Núbio Flavio

Personal information
- Full name: Núbio Flávio Martins de Souza
- Date of birth: 25 May 1992 (age 33)
- Place of birth: Timóteo, Brazil
- Position: Forward

Youth career
- América Mineiro

Senior career*
- Years: Team / Apps / (Gls)
- 2012: Inter de Bebedouro / 5 / (0)
- 2013–2014: Tupi / 17 / (4)
- 2014: Icasa / 19 / (2)
- 2015–2017: Atlético Paranaense / 0 / (0)
- 2016: → Fortaleza (loan) / 1 / (0)
- 2016: → Paraná (loan) / 4 / (0)
- 2017: → Tigres do Brasil (loan) / 0 / (0)
- 2017: Dila / 26 / (5)
- 2018: Villa Nova / 0 / (0)
- 2018–2019: Volta Redonda / 27 / (7)
- 2019: → Tupynambás (loan) / 0 / (0)
- 2020: ABC / 0 / (0)

= Núbio Flávio =

Brazilian footballer

Núbio Flávio Martins de Souza (born 25 May 1992) is a Brazilian footballer who plays as a forward.

==Club career==
Born in Timóteo, Flávio is a graduate of the América Mineiro youth setup and joined Tupi Football Club in 2013. In the following year, he joined Icasa; ending the 2015 season as the top scorer of the Campeonato Cearense with 10 goals.

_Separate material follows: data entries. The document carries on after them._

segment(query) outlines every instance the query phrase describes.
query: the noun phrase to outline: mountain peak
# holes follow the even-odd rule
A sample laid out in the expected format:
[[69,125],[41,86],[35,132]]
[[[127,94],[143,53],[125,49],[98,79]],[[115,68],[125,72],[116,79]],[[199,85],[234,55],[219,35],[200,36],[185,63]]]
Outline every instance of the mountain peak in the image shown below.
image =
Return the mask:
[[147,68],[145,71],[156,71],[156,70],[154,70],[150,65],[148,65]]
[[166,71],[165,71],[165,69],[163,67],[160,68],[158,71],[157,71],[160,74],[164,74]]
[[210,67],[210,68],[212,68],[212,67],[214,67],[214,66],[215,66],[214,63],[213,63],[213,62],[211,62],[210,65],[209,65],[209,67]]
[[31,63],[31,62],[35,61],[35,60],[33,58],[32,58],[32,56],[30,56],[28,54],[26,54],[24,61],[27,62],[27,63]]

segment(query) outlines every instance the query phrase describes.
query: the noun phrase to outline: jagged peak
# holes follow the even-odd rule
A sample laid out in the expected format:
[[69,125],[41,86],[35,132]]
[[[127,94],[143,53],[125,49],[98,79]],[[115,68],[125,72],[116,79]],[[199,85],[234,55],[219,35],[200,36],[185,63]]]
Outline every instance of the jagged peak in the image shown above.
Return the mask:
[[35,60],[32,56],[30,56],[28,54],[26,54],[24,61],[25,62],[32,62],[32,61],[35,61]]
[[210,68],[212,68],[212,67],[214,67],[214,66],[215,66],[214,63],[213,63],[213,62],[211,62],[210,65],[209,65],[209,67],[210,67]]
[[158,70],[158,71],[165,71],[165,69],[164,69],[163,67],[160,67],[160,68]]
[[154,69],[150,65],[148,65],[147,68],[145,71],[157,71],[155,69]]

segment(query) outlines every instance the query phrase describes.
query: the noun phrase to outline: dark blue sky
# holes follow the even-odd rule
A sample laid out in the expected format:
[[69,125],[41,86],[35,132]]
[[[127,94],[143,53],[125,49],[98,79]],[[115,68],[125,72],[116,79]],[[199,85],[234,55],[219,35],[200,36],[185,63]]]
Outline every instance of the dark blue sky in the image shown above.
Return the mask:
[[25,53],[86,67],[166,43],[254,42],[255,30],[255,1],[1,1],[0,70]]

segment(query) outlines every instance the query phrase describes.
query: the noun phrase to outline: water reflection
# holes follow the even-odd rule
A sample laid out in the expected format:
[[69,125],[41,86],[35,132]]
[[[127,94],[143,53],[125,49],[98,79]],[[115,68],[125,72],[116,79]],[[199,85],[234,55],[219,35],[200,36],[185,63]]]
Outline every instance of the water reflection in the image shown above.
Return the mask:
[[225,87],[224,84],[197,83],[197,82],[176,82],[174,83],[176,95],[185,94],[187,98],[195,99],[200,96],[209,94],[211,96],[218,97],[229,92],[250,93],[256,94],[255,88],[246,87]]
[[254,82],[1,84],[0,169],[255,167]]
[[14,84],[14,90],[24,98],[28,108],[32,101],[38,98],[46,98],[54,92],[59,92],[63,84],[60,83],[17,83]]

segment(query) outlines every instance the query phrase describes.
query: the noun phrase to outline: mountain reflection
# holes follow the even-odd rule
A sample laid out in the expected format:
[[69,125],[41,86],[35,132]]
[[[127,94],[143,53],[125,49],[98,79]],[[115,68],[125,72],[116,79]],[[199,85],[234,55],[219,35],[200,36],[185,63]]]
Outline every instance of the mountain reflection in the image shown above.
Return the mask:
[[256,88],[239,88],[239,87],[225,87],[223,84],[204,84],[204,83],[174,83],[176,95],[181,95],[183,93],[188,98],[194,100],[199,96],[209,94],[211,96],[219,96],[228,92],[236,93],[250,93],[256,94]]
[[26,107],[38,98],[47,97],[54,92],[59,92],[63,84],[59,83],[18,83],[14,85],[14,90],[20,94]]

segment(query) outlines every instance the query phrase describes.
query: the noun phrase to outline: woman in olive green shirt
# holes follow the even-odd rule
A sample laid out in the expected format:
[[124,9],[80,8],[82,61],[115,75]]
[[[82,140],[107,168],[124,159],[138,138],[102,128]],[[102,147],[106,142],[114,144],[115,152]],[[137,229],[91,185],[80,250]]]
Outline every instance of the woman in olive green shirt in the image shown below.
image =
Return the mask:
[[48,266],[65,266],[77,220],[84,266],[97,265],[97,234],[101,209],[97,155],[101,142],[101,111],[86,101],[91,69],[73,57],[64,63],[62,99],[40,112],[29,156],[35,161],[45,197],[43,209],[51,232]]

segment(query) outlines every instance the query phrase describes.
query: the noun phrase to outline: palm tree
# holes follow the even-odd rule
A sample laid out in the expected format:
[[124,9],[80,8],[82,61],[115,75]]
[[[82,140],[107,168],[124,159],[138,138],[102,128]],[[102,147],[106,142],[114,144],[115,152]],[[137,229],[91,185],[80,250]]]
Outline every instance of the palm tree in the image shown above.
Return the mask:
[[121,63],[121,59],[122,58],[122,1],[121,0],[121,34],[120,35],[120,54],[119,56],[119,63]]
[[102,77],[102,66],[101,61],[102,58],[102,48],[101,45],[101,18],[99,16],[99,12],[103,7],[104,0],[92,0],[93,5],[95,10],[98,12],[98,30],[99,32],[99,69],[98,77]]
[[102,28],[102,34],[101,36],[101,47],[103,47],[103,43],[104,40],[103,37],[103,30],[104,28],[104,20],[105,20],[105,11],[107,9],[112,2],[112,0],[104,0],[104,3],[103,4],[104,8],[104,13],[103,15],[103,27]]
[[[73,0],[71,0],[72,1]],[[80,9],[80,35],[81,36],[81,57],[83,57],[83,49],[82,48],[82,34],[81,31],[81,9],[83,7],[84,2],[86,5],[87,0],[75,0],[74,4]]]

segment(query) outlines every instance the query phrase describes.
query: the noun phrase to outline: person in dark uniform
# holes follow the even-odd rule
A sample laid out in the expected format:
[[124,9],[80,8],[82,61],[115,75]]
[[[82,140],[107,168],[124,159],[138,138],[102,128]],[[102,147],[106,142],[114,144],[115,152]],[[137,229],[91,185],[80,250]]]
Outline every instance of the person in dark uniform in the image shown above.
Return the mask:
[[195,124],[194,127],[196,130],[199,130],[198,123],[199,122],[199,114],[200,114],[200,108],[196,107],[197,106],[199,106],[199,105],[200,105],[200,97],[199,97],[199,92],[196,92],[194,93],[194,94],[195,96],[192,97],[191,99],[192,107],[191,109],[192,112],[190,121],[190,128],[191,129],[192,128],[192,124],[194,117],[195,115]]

On 22 May 2015, Flávio moved to Atlético Paranaense but was loaned to Fortaleza Esporte Clube on 16 December for the 2016 season, without having made any single appearance for Atlético Paranaense.

On 14 September 2016, Flávio was loaned to Paraná Clube for the rest of the season On 17 September, he made his debut in a 2–0 defeat against Atlético Goianiense.

After a loan stint with Tigres do Brasil in 2017, Flávio moved to Georgian club FC Dila Gori in April.